Outre la mise en application des textes, Raphaël Auphan, directeur des opérations de Proton, craint les effets du lobbying sur l’application du DMA.

« Je dirais que la DMA est un bon pas, mais que l’application de la DMA qui nous attend est encore plus importante. Et c’est probablement là que les différents États européens doivent soutenir la Commission européenne dans sa lutte, car nous devons être conscients qu’à Bruxelles, il y a des armées de lobbyistes et d’avocats pour défendre les intérêts des gatekeepers », affirme-t-il.

« Les gatekeepers débauchent les plus grands talents à Bruxelles pour lutter contre la Commission européenne », lance-t-il, en se tournant vers Nicholas Banasevic.
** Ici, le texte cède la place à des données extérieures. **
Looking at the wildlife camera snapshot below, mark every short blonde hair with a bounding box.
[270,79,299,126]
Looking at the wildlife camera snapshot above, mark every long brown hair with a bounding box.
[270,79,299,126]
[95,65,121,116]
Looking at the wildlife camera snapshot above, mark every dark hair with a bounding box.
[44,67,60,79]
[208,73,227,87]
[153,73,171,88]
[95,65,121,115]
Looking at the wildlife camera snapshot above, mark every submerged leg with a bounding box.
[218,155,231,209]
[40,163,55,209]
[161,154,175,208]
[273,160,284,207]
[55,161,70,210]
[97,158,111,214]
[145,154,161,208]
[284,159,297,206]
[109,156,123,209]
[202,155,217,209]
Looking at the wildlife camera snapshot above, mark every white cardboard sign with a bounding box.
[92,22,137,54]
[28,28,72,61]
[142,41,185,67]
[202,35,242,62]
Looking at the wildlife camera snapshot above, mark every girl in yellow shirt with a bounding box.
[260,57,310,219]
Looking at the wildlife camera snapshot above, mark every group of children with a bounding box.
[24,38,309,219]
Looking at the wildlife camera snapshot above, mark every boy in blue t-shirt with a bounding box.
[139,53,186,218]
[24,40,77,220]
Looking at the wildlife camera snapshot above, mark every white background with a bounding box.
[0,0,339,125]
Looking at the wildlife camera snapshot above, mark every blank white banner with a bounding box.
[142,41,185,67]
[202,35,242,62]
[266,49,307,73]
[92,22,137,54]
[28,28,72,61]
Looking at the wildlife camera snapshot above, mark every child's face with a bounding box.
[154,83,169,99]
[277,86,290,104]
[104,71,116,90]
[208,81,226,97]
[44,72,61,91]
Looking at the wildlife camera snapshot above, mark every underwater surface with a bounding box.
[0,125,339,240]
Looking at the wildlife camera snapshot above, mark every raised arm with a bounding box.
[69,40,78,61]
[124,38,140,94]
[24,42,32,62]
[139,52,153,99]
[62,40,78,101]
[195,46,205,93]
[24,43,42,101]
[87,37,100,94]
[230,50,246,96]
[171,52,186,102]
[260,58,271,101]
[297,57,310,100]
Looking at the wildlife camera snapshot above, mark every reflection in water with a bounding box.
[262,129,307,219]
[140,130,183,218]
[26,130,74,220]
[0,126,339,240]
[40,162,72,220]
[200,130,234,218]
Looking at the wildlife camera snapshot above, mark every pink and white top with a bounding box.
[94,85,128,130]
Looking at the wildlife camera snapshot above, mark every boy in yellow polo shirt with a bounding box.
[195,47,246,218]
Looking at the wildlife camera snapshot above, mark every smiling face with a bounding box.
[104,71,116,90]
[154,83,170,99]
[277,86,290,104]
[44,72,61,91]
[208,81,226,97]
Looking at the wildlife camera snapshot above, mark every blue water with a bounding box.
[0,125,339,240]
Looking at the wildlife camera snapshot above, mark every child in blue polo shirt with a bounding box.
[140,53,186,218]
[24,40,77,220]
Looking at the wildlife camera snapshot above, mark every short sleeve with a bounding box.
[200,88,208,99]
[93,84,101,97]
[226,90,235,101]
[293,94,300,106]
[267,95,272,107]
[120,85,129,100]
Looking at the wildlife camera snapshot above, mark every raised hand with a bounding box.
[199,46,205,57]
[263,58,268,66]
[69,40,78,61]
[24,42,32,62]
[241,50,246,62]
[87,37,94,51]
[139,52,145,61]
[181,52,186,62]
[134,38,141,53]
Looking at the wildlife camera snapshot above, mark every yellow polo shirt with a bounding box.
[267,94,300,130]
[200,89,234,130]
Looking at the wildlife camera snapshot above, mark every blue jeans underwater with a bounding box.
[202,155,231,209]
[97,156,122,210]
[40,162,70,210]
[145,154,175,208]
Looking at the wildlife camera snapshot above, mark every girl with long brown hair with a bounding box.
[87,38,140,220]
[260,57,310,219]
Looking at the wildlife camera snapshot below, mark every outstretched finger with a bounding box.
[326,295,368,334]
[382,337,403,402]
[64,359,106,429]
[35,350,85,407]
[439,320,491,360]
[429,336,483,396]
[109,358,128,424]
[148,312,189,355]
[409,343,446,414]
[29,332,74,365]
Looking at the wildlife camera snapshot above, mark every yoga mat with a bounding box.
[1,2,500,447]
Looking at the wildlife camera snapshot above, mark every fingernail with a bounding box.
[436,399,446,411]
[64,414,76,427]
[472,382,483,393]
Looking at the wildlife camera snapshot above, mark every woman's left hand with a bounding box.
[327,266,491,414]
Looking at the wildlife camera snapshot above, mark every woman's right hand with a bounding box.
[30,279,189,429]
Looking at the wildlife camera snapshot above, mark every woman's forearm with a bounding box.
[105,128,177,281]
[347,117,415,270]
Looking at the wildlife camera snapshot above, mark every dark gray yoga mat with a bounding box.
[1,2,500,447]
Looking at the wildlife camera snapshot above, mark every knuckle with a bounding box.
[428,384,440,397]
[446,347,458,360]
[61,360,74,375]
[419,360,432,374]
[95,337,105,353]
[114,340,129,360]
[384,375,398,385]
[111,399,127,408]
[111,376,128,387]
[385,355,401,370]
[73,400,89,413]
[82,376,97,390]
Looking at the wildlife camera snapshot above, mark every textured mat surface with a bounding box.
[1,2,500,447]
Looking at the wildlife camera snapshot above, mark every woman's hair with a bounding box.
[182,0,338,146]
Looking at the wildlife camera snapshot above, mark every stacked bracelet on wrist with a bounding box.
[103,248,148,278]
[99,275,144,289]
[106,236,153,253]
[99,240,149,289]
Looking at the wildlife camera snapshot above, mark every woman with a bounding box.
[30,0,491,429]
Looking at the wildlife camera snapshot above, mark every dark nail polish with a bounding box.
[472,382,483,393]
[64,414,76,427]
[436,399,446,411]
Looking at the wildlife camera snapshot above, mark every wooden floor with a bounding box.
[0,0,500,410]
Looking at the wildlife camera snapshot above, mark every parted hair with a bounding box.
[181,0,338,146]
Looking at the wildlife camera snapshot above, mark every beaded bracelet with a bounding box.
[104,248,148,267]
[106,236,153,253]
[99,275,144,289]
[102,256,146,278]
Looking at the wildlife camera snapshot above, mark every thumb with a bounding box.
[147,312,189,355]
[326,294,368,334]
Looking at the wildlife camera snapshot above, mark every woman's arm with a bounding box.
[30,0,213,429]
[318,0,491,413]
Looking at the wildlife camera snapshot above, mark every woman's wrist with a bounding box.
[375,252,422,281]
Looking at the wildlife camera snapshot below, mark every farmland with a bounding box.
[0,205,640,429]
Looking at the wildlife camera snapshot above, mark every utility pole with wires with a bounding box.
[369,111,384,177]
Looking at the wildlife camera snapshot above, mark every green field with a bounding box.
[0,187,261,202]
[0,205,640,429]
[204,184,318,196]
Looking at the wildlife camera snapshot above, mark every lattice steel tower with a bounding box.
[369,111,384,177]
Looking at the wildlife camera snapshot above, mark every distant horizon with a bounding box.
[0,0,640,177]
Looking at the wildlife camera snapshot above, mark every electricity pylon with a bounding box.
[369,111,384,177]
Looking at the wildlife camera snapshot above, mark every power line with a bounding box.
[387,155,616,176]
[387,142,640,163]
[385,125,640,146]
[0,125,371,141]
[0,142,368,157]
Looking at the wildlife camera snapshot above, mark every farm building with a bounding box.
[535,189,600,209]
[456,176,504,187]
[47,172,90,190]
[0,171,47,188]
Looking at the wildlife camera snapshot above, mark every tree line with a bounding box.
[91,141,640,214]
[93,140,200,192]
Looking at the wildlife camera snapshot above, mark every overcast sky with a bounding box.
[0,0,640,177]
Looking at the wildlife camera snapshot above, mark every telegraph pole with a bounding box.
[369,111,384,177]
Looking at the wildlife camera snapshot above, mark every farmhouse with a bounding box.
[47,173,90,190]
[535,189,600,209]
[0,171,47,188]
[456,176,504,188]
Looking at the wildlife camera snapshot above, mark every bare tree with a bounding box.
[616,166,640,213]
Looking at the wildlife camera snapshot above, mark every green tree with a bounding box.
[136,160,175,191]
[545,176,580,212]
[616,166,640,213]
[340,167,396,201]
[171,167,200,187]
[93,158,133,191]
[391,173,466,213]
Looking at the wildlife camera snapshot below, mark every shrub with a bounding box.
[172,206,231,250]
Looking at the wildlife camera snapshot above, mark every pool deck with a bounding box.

« Les gatekeepers débauchent les plus grands talents à Bruxelles pour lutter contre la Commission européenne ».
Raphaël AuphanCOO, Proton

Le directeur de la compétition et de la régulation en EMEA chez Microsoft a travaillé pendant 25 ans au sein de la Commission européenne. Avant de rejoindre son employeur actuel, Nicholas Banasevic était le directeur chargé des activités antitrust dans le secteur de l’informatique et des télécommunications pour la CE.

« Les ministères des différents États doivent fournir des ressources à la Commission européenne pour que le DMA soit appliqué. Au niveau national, les autorités de la concurrence ont également besoin de ressources supplémentaires », plaide Raphaël Auphan.

En sus des potentiels effets du lobbying, il semble que l’attractivité économique européenne pèse dans la balance. Lors du sommet pour l’action sur l’intelligence artificielle, les dirigeants de la Commission européenne se sont exprimés en vue de ne pas « imposer d’obstacles supplémentaires à l’innovation ». Il s’agit de réduire « les fardeaux administratifs et de simplifier les règles de l’UE ». Dont acte.

Le 12 février, lors de la présentation de son programme de travail, la Commission européenne a annoncé l’abandon de 37 projets de réglementations, dont ceux consacrés à la confidentialité des communications, aux brevets essentiels standards technologiques et à la responsabilité des dommages liés à l’IA.